Unmanned undersea vehicle undergoes U.S. Navy trials of hardware, softwareNews
August 12, 2022
NEWPORT, R.I. A U.S. Navy team led by staff of the Naval Undersea Warfare Center (NUWC) Division Newport demonstrated an end-to-end intelligence preparation of the operational environment (IPOE) mission with the Snakehead large displacement unmanned undersea vehicle (LDUUV) prototype.
During the trial, the modular Snakehead UUV conducted a long-distance ingress, performed a sonar survey box, and then proceeded back to the test facility, which the Navy called a new milestone in total sortie endurance.
U.S. Navy information shows that the reconfigurable, multimission Snakehead LDUUV is deployable from submarines and surface ships and enables users to supply guidance and control, navigation, situational awareness, propulsion, maneuvering, and sensors in support of the IPOE mission. The Navy also touts Snakehead's innovation in the areas of hull materials, lithium-ion battery certification, advanced sensors, and launch and recovery from both submarines and surface vessels.

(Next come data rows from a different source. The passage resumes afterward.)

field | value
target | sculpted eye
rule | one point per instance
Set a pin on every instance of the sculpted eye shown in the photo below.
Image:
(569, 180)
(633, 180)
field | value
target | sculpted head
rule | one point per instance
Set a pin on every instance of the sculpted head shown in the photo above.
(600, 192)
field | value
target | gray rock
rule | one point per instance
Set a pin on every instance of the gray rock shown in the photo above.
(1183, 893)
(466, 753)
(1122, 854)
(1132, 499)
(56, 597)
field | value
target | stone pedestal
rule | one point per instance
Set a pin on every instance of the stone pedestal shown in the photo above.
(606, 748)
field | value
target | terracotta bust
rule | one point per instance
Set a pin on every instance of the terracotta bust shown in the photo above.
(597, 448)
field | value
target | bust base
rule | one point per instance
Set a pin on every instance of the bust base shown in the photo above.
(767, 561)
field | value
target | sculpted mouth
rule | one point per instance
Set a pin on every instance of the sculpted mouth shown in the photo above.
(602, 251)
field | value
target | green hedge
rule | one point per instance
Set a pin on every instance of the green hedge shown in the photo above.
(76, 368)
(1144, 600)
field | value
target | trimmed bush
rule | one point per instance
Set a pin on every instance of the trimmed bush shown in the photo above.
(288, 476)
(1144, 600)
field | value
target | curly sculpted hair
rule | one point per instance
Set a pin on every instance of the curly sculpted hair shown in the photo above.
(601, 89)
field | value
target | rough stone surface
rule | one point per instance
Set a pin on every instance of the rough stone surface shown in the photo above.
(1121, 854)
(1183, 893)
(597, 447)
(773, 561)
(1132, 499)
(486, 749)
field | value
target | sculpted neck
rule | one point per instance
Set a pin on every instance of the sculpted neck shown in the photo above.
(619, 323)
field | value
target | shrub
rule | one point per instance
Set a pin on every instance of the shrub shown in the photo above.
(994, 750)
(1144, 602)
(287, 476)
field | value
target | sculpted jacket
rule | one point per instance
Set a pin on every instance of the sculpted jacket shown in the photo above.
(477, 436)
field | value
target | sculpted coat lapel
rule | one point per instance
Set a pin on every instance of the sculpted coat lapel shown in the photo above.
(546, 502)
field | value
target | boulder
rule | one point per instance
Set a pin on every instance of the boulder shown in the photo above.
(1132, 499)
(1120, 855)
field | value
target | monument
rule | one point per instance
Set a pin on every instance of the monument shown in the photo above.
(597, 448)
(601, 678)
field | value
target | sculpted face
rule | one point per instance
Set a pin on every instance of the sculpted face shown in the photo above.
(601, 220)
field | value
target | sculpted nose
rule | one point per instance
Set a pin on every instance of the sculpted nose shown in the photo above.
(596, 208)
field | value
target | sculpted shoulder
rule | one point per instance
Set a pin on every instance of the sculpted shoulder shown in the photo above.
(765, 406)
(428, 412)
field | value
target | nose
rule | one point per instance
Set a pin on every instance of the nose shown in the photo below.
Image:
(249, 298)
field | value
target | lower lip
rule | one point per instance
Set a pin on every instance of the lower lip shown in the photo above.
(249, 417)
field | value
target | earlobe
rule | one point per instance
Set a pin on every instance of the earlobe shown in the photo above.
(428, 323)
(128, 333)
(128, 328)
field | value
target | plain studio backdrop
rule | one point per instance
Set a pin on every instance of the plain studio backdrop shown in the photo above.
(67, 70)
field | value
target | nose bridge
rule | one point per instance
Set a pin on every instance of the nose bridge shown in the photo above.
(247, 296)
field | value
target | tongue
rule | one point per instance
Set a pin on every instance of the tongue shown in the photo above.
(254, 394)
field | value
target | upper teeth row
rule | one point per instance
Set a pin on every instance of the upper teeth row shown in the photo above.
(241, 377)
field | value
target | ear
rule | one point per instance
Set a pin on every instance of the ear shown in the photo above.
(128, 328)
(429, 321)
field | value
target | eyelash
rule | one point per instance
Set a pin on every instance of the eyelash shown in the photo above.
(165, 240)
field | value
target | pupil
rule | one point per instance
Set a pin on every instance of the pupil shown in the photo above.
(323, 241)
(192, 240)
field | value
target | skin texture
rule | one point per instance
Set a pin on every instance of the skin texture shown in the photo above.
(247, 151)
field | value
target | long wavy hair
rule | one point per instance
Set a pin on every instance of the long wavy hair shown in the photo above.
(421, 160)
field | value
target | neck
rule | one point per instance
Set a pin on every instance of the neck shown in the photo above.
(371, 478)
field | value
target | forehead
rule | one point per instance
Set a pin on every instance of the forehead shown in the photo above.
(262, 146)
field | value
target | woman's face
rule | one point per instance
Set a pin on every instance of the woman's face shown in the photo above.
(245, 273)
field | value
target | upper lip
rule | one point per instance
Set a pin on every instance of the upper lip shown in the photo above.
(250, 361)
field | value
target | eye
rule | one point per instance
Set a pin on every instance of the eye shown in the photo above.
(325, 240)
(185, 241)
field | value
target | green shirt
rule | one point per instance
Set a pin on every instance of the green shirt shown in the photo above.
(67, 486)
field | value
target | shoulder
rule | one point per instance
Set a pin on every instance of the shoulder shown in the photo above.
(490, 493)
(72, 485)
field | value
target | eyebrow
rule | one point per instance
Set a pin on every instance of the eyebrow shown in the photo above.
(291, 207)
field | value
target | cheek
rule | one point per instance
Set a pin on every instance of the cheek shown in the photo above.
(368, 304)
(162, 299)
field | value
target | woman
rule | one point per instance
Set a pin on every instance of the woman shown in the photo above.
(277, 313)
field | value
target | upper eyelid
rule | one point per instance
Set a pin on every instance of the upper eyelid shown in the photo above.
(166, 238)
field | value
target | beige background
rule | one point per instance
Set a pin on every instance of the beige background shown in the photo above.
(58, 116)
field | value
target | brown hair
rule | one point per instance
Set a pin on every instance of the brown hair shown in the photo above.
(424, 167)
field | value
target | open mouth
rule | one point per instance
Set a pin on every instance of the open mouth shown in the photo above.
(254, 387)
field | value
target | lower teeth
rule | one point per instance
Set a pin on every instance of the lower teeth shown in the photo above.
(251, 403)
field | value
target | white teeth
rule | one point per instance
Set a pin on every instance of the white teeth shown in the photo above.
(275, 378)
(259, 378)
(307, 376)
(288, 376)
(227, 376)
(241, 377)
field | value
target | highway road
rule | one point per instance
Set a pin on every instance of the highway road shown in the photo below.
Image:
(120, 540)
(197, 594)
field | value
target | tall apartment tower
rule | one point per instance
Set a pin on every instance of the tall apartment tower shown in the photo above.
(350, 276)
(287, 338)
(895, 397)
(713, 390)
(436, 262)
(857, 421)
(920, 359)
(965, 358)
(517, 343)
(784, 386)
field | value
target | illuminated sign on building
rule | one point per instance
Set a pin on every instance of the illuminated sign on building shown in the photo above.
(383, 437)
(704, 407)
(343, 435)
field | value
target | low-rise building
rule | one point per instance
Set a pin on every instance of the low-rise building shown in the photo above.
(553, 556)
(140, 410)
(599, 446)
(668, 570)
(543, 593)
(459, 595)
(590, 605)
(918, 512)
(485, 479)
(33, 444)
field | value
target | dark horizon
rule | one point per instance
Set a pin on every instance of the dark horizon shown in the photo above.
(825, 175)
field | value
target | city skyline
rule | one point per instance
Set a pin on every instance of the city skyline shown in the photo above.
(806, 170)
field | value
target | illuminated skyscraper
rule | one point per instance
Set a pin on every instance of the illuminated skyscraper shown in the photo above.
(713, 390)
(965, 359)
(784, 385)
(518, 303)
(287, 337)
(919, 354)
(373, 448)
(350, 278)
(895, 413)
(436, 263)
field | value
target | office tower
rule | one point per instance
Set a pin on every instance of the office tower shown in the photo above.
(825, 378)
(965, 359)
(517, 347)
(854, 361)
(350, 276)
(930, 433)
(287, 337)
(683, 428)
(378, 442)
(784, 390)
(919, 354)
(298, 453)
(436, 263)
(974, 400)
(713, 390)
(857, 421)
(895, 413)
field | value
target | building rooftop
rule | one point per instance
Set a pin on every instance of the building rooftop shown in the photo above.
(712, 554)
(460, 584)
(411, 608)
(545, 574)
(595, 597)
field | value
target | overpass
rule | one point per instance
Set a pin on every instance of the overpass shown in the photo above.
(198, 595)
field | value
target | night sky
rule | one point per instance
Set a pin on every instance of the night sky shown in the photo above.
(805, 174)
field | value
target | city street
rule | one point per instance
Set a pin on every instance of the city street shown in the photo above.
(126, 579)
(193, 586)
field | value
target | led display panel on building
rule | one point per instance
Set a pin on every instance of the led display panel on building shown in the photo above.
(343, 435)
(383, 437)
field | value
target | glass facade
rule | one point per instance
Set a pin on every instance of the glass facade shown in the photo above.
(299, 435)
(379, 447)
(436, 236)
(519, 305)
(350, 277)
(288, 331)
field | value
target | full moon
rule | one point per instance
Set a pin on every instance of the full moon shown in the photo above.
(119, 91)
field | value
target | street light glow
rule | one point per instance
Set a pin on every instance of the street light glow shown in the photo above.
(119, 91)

To date, Snakehead has conducted 155 in-water sorties and logged more than 78 hours of runtime while using a government-owned and -controlled modular open system architecture to include vehicle controller software; autonomy software; and command, control, and communications software -- TopsideC3 -- for mission planning, operations, and analysis. According to the U.S. Navy, the Snakehead team has conducted as much as 190 hours of simulations using full-up vehicle hardware-in-the-loop and software-in-the-loop simulation tools, with the intent of ensuring the software operates as intended and that mission parameters are set correctly and confirmed by the vehicle.